1 of 5 | U.S. Sen. Ted Cruz R-Texas, Cruz calls the limitation on how much candidates can be repaid for loans they make to their campaigns a violation of his First Amendment right to free speech. File Photo by Ken Cedeno/UPI | License Photo
WASHINGTON, Jan. 19 (UPI) -- The U.S. Supreme Court heard oral arguments Wednesday in a case brought by Sen. Ted Cruz, R-Texas, who is challenging a federal campaign finance law that limits how much candidates can be repaid for loans they make to their political campaigns.
Cruz calls the limitation a violation of his First Amendment right to free speech.
On the day before the 2018 general election in Texas, Cruz loaned his re-election campaign $260,000. Using what the campaign claims were post-election funds, Cruz was repaid $250,000, the maximum that can be made with those funds under the 2002 Bipartisan Campaign Reform Act.
Cruz filed a lawsuit in federal court, challenging the section of the Bipartisan Campaign Reform Act that prevented him from recouping the remaining funds.
A federal appeals court had upheld a lower court ruling in favor of Cruz, and the Federal Election Commission appealed to the Supreme Court, saying politicians should not be allowed to use post-election campaign contributions to repay the pre-election loans they make to their campaigns because it could lead to corruption.

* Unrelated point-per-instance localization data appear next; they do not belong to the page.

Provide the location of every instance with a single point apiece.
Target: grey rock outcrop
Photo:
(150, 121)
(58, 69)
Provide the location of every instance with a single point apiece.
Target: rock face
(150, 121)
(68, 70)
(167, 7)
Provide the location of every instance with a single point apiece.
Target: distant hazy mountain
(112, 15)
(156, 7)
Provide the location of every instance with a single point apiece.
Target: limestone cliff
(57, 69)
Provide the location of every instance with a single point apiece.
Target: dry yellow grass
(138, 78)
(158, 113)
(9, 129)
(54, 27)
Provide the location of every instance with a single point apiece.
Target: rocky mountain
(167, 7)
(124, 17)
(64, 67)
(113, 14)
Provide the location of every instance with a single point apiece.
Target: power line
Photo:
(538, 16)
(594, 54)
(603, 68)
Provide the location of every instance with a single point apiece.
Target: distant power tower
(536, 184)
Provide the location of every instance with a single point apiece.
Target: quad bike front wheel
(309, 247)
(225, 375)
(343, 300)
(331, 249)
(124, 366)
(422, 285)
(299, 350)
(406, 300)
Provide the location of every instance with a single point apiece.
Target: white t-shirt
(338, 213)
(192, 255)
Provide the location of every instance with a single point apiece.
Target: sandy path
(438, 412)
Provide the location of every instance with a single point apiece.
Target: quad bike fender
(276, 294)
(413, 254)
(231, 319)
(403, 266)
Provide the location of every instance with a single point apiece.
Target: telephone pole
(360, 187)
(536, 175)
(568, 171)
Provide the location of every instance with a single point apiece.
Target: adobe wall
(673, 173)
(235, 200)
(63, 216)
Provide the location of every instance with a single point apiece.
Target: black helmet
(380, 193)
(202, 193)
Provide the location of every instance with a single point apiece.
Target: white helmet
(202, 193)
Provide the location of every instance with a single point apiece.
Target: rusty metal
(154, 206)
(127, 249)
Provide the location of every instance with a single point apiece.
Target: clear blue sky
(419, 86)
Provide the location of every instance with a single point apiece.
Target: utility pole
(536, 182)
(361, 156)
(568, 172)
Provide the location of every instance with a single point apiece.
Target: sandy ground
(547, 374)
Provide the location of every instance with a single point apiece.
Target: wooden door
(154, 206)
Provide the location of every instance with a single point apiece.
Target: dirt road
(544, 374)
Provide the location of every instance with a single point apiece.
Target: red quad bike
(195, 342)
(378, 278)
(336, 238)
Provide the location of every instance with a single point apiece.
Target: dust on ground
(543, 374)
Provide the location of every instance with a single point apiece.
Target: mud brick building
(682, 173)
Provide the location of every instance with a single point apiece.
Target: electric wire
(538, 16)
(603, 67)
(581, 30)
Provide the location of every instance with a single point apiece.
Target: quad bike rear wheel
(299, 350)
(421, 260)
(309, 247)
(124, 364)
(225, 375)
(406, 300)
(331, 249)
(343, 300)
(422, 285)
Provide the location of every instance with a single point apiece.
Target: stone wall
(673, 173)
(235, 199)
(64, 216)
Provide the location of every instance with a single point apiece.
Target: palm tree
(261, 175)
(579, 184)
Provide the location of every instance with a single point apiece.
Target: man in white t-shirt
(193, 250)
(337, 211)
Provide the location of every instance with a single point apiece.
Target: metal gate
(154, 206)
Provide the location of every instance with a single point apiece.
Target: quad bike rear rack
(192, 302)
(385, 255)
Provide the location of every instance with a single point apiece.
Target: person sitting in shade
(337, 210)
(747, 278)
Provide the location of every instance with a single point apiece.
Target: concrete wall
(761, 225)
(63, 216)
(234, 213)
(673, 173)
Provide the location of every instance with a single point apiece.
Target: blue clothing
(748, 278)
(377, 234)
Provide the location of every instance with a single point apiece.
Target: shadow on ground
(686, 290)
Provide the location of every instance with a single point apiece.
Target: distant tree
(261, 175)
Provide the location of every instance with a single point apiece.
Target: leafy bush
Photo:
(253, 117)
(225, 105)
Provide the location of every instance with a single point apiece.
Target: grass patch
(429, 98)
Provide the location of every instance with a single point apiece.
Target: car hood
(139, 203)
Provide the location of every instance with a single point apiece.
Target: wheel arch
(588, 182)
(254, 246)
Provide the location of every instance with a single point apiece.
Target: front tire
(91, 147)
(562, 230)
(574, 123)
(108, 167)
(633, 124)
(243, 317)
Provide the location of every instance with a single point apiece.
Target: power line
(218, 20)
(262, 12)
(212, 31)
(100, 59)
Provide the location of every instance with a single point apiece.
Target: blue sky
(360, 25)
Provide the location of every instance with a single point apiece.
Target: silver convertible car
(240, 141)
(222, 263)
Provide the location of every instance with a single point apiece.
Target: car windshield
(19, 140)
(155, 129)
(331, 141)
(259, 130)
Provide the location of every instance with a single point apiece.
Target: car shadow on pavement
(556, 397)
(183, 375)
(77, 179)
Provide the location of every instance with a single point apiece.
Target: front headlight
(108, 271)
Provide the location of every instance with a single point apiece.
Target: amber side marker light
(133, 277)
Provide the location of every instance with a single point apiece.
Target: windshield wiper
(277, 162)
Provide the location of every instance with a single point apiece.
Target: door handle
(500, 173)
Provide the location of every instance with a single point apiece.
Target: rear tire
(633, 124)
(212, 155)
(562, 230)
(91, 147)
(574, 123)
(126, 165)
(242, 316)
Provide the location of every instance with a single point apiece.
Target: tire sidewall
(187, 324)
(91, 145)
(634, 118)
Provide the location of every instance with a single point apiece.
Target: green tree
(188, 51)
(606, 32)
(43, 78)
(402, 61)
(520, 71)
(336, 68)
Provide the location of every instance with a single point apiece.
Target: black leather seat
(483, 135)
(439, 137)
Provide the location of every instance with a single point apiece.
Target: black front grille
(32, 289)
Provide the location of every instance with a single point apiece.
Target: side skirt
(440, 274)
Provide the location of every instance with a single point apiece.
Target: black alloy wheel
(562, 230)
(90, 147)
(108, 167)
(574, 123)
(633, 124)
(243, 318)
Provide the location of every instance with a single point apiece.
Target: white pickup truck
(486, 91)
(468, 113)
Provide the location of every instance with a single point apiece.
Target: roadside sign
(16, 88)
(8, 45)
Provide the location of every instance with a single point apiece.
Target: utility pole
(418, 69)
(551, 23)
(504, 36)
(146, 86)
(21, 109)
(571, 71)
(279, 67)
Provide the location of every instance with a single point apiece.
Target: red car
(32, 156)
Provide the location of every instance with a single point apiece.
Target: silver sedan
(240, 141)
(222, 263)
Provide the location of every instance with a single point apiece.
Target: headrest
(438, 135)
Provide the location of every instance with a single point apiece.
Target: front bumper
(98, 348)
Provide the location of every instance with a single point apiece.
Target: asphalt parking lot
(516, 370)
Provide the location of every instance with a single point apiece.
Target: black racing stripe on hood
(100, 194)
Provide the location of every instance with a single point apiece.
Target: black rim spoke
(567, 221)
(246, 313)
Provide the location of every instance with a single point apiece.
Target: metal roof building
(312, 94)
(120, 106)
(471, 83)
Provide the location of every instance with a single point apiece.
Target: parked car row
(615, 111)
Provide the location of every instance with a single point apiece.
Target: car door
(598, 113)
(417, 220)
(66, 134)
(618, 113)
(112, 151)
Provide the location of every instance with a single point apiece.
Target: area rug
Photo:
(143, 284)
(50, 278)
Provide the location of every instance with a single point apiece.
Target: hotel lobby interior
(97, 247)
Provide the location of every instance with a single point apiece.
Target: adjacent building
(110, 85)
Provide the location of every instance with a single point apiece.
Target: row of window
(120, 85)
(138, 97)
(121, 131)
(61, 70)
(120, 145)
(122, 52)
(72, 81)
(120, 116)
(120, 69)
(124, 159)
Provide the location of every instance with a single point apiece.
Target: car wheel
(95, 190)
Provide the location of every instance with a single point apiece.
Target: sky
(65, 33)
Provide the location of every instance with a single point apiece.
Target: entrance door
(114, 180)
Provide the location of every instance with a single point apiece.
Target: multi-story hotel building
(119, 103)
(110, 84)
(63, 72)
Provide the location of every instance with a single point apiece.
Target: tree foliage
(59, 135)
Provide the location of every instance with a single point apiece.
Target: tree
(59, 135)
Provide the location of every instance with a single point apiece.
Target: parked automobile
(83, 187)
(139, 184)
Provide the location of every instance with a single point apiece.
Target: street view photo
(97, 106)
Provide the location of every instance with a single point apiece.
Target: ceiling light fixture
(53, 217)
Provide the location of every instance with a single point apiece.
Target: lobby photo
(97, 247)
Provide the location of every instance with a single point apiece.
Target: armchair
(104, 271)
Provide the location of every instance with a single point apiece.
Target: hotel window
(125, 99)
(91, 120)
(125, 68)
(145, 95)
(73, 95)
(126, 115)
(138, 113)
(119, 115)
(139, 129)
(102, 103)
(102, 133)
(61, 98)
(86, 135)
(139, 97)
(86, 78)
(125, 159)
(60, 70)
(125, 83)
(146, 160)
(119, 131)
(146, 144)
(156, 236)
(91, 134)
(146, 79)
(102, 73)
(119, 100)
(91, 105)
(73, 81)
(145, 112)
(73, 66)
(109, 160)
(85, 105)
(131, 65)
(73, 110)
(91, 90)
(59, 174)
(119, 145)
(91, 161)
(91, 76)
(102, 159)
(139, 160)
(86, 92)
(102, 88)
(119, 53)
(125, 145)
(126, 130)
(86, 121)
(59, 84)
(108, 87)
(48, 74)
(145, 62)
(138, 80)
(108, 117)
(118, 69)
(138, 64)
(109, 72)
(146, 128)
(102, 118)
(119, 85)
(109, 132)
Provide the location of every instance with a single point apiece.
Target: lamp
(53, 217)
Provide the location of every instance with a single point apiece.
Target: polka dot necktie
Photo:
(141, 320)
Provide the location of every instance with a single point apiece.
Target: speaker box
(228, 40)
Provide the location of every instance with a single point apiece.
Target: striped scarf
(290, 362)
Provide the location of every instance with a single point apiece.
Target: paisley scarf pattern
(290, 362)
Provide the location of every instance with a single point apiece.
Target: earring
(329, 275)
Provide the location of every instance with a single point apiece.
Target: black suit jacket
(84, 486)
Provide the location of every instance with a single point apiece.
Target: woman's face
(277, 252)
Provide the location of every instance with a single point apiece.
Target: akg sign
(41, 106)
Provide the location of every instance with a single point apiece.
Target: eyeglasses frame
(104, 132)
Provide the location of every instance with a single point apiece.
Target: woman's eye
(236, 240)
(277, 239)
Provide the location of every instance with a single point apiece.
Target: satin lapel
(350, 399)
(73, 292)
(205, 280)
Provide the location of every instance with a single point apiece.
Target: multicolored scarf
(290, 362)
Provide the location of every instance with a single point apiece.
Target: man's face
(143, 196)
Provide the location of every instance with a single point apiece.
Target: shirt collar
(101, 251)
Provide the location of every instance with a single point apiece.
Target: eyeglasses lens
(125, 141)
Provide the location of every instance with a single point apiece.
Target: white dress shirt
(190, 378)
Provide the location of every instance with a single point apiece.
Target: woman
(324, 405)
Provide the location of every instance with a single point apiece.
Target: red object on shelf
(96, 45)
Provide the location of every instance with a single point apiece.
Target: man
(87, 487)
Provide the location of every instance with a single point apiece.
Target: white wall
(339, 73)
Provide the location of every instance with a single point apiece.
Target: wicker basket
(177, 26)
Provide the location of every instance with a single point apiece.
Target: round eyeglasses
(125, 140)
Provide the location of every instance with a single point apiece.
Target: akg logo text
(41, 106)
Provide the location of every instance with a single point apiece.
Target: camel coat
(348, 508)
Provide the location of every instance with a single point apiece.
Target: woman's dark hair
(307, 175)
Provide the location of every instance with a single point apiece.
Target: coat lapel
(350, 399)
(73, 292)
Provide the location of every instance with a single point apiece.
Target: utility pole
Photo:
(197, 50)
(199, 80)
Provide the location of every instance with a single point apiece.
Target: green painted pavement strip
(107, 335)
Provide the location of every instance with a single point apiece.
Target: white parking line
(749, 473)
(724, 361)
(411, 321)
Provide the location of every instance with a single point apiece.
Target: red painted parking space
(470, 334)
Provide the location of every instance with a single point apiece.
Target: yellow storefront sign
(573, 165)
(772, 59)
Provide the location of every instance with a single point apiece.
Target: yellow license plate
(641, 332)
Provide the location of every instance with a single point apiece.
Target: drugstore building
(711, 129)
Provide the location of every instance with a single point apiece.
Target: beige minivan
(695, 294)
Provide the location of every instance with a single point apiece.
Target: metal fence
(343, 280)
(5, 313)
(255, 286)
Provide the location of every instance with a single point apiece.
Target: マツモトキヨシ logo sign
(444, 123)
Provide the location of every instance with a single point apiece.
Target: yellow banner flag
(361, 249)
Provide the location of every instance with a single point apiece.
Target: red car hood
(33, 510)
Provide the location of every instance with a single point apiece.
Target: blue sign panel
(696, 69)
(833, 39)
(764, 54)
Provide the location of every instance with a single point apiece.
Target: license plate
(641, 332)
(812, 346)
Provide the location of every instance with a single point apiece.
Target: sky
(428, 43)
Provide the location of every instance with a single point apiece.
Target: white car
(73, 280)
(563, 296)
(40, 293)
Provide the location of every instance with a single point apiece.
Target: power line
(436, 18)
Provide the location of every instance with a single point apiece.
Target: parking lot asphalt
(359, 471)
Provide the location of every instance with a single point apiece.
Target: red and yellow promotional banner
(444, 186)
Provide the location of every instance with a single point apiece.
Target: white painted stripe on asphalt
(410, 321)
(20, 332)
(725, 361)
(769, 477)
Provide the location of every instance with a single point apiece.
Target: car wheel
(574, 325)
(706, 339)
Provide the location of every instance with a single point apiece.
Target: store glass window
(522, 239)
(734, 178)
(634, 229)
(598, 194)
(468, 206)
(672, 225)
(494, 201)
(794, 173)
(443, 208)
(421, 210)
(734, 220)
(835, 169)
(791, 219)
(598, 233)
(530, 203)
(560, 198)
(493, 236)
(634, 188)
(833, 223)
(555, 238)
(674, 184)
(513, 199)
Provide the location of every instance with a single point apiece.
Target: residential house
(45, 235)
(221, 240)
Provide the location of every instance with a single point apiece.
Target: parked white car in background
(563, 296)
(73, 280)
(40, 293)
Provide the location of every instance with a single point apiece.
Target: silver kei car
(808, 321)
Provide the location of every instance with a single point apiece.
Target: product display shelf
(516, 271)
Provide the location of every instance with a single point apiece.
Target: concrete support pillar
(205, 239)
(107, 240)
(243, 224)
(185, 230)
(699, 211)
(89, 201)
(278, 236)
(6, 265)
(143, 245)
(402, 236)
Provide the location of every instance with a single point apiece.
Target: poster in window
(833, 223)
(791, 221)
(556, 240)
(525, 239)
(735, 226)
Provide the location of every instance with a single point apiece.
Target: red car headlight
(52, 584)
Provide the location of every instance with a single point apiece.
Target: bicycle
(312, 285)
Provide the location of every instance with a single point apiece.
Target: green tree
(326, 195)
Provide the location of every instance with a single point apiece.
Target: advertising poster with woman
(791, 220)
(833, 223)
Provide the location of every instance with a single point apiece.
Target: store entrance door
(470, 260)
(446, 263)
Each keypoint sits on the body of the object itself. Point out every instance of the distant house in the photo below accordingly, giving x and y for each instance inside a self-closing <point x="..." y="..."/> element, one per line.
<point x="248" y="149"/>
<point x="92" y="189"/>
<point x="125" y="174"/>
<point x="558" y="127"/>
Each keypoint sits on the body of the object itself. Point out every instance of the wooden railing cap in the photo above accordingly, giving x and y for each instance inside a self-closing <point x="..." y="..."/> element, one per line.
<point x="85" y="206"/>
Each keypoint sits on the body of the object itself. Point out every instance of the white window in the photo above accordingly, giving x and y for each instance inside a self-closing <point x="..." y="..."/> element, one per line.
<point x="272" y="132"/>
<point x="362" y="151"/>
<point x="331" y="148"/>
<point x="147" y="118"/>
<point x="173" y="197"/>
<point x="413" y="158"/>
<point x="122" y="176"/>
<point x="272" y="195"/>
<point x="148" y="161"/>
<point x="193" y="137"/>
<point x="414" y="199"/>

Cruz set up the loan situation as a "deliberate self-infliction of injury for no purpose other than to facilitate litigation," Deputy Solicitor General Malcolm Stewart, representing the FEC, told the justices.
The Cruz campaign's lawyer, Charles Cooper, countered that whether Cruz deliberately engaged in actions to instigate a lawsuit is not relevant.
Cooper compared Cruz to Homer Plessy, who refused to sit in a segregated train car and became the plaintiff in the 1896 Plessy v. Ferguson case, in which the court created the "separate but equal" doctrine.
Chief Justice John Roberts said the court must weigh the First Amendment free speech rights -- in this case, the right of an individual to contribute funds to a political candidate -- against the risk of corruption.
"How do you determine where the risk of corruption arises?" Justice Sonia Sotomayor asked, questioning the $250,000 dollar amount as the limit.
Stewart said there is no need to "probe with a scalpel" what specific cutoff is chosen. He compared the $250,000 figure in this case to the $2,900 individual contribution limit.
He argued that the risk of corruption increases as the loan balance increases. With a limit, "no one donor can say, 'I made you richer than you otherwise would be.' No one donor would have significant leverage over the candidate," Sewart said.
Justice Elena Kagan characterized the current limit as "a restriction on how a candidate can use third parties to finance his speech," not "a restriction on how the candidate finances his own speech" because a candidate "can spend a zillion dollars of his own money if he wants on his campaign."
Other justices challenged whether a corruptive potential exists for the repayment at all. "It's paying a loan, not lining his pockets," Justice Amy Coney Barrett said.